Le roman est dit "comique" par extension du titre donné par Scarron à son oeuvre inachevée. Le personnage du roman comique est proche du personnage de théatre en comédie. On met de côté la facette héroïque du personnage pour le présenter sous un angle burlesque, grotestque → caricature du héros.

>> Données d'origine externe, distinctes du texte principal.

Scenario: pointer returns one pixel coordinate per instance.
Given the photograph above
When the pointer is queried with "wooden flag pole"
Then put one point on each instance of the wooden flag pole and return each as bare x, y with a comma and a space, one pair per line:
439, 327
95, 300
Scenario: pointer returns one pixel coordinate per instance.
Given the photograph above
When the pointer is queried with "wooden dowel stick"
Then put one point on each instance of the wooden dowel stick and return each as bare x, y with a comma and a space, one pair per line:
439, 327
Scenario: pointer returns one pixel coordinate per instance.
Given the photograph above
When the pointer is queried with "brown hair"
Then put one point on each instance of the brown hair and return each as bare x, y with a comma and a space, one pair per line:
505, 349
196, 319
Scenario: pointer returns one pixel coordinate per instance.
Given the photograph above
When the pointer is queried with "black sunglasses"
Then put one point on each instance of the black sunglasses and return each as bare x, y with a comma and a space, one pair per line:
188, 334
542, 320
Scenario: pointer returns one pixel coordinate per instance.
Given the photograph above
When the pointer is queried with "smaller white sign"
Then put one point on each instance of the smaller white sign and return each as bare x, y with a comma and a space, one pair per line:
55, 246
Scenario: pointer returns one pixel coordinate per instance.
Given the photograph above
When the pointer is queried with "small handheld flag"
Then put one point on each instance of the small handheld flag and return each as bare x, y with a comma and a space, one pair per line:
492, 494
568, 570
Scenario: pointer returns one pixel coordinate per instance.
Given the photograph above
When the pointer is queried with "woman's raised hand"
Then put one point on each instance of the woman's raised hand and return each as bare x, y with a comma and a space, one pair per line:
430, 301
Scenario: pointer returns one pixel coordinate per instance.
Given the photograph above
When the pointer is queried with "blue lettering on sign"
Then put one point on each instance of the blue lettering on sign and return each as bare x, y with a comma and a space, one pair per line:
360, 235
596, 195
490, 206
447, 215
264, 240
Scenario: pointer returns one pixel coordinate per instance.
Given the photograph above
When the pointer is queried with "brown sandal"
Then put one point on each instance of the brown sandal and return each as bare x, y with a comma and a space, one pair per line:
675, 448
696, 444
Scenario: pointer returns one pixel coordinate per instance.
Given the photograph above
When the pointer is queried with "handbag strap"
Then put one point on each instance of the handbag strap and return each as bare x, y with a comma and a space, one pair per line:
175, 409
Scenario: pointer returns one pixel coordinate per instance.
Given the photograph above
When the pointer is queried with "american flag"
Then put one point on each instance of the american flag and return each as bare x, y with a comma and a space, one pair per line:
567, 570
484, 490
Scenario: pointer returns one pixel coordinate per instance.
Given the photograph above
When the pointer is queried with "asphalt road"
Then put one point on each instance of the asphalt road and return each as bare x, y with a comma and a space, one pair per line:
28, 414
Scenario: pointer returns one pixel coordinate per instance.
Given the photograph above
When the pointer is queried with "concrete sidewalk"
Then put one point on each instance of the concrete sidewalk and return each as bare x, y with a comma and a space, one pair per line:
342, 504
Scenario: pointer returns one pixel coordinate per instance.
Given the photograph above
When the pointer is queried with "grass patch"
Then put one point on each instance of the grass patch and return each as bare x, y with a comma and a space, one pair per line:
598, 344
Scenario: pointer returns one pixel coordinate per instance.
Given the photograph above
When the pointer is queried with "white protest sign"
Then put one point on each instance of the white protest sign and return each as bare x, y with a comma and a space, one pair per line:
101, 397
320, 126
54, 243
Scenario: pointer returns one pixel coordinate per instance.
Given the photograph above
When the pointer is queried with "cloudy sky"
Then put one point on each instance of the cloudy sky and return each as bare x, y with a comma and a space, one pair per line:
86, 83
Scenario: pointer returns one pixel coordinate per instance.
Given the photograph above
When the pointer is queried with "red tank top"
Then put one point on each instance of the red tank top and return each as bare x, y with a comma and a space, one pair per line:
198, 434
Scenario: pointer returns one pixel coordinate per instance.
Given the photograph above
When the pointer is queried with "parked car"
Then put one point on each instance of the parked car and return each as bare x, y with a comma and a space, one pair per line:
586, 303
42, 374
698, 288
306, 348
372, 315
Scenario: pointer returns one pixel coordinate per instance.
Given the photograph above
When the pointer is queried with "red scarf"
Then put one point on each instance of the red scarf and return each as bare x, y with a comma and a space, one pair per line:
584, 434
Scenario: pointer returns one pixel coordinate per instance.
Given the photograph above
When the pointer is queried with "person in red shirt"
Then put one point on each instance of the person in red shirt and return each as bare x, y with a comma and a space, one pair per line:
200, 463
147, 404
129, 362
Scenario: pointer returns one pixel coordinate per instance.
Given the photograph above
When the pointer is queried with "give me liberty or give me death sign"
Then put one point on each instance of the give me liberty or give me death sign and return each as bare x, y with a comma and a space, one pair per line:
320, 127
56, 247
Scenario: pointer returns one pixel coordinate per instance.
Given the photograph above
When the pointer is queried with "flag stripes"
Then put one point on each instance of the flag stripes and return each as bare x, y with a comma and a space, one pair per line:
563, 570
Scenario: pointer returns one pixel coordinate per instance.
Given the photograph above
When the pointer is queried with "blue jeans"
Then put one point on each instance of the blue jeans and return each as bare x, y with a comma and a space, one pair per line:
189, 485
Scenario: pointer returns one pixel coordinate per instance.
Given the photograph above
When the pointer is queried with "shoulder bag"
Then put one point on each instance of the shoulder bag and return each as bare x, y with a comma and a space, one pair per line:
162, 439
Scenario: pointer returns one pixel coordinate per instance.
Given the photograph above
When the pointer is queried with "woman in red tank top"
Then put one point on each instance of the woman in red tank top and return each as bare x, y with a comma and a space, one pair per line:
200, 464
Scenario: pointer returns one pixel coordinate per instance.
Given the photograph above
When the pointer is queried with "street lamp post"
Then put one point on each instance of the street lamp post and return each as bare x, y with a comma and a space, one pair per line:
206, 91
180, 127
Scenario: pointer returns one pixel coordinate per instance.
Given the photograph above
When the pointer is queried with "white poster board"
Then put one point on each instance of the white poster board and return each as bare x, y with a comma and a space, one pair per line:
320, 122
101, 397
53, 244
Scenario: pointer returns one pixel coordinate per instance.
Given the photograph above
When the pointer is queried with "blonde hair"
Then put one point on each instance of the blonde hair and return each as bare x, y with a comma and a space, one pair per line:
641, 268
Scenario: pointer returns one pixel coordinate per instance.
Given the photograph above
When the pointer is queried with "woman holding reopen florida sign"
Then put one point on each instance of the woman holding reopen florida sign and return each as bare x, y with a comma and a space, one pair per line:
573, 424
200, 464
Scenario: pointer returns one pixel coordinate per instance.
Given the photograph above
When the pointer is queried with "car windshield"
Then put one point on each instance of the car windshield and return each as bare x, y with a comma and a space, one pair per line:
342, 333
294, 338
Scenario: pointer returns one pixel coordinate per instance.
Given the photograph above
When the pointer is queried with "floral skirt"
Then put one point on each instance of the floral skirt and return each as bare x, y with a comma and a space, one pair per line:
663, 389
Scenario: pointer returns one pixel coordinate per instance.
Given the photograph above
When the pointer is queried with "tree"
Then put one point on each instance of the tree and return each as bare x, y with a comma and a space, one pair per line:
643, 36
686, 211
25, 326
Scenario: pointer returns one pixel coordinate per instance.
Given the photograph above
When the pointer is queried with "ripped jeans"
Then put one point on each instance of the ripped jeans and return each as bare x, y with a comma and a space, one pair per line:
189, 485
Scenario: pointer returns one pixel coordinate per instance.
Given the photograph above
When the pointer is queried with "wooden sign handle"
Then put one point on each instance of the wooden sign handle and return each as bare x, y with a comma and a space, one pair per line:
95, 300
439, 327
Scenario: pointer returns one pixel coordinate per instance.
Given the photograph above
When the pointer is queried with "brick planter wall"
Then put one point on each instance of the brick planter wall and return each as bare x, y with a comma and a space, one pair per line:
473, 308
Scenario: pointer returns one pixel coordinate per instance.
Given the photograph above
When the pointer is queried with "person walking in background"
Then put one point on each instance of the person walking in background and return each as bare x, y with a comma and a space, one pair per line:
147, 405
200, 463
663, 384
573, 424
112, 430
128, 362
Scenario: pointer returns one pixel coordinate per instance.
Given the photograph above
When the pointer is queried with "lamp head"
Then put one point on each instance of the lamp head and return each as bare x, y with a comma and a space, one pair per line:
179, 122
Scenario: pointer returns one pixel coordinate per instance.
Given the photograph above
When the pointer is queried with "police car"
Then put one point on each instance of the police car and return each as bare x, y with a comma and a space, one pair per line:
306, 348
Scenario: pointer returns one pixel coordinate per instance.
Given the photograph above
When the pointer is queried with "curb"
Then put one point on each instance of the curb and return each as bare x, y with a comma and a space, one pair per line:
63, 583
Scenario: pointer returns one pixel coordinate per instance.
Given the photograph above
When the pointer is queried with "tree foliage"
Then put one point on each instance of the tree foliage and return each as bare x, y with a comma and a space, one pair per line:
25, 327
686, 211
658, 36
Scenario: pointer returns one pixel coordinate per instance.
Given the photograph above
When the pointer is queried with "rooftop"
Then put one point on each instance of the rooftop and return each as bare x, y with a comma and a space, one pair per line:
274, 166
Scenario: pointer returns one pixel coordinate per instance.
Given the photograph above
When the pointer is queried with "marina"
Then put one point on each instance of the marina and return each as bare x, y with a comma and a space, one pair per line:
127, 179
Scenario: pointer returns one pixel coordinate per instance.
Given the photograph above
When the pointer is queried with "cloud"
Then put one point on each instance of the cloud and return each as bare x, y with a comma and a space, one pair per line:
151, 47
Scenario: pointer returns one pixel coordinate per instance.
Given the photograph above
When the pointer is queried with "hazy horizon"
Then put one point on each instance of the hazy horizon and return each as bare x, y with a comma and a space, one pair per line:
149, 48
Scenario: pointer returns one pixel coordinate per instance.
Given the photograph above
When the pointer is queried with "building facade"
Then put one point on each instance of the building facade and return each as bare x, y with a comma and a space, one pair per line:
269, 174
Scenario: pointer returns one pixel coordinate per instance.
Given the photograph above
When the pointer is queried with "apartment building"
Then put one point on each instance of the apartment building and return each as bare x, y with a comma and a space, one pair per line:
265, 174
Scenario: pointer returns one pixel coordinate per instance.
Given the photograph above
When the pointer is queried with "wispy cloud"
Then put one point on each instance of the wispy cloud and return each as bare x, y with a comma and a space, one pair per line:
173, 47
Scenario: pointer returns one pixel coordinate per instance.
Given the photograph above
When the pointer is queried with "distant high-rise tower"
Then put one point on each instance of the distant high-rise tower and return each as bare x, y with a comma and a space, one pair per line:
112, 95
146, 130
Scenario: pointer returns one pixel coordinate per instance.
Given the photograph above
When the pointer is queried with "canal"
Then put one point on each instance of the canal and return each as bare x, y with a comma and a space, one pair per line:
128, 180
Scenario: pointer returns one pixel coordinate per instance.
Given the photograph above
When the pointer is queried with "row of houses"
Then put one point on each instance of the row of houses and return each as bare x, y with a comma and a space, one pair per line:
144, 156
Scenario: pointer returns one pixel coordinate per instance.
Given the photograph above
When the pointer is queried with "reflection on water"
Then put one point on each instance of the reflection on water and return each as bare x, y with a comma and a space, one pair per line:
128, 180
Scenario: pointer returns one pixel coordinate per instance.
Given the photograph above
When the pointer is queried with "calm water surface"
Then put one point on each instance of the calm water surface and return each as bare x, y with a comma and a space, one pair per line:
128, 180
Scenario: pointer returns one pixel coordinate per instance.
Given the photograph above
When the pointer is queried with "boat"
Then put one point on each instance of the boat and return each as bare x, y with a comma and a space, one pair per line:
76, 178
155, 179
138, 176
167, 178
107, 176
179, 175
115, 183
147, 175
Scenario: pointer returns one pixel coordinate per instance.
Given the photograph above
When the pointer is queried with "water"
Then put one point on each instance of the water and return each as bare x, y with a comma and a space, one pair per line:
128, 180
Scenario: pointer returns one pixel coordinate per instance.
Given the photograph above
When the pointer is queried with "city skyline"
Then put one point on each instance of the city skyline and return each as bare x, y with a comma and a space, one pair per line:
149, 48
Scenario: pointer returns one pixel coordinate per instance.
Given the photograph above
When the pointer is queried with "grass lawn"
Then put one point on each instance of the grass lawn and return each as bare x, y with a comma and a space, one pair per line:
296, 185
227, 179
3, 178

En changeant le cadre social, en dévoilant leurs défaults, les personnages s'humanisent, se rapprochent du statut d'humains ordinaires

Dans l'incipit du Roman Comique de Scarron, on dresse un portrait plein d'humour et de pittoresque d'un jeune homme

"Un jeune homme, aussi pauvre d'habits que riche de mine, marchait à côté de la charette. Il avait un grand emplâtre sur le visage, qui lui couvrait un oeil et la moitié de la joue, et portait un grand fusil sur son épaule, dont il avait assassiné plusieurs pies, geais et corneilles, qui lui faisait comme une bandoulière au bas de laquelle pendaient par les pieds une poule et un oison qui avaient bien la mine d'avoir été pris à la petite guerre. Au lieu de chapeau, il n'avait qu'un bonnet de nuit entortillé de jarretières de différentes couleurs, et cet habillement de tête était une manière de turban qui n'était encore qu'ébauché et auquel on n'avait pas encore donné la dernière main. Son pourpoint était une casaque de grisette ceinte avec une courroie, laquelle lui servait aussi à soutenir une épée qui était aussi longue qu'on ne pouvait s'en aider adroitement sans fourchette. Il portait des chausses trouées à bas d'attache, comme celles des comédiens quand ils représentent un héros de l'Antiquité, et il avait, au lieu de souliers, des brodequins à l'antique que les boues avaient gâtés jusqu'à la cheville du pied"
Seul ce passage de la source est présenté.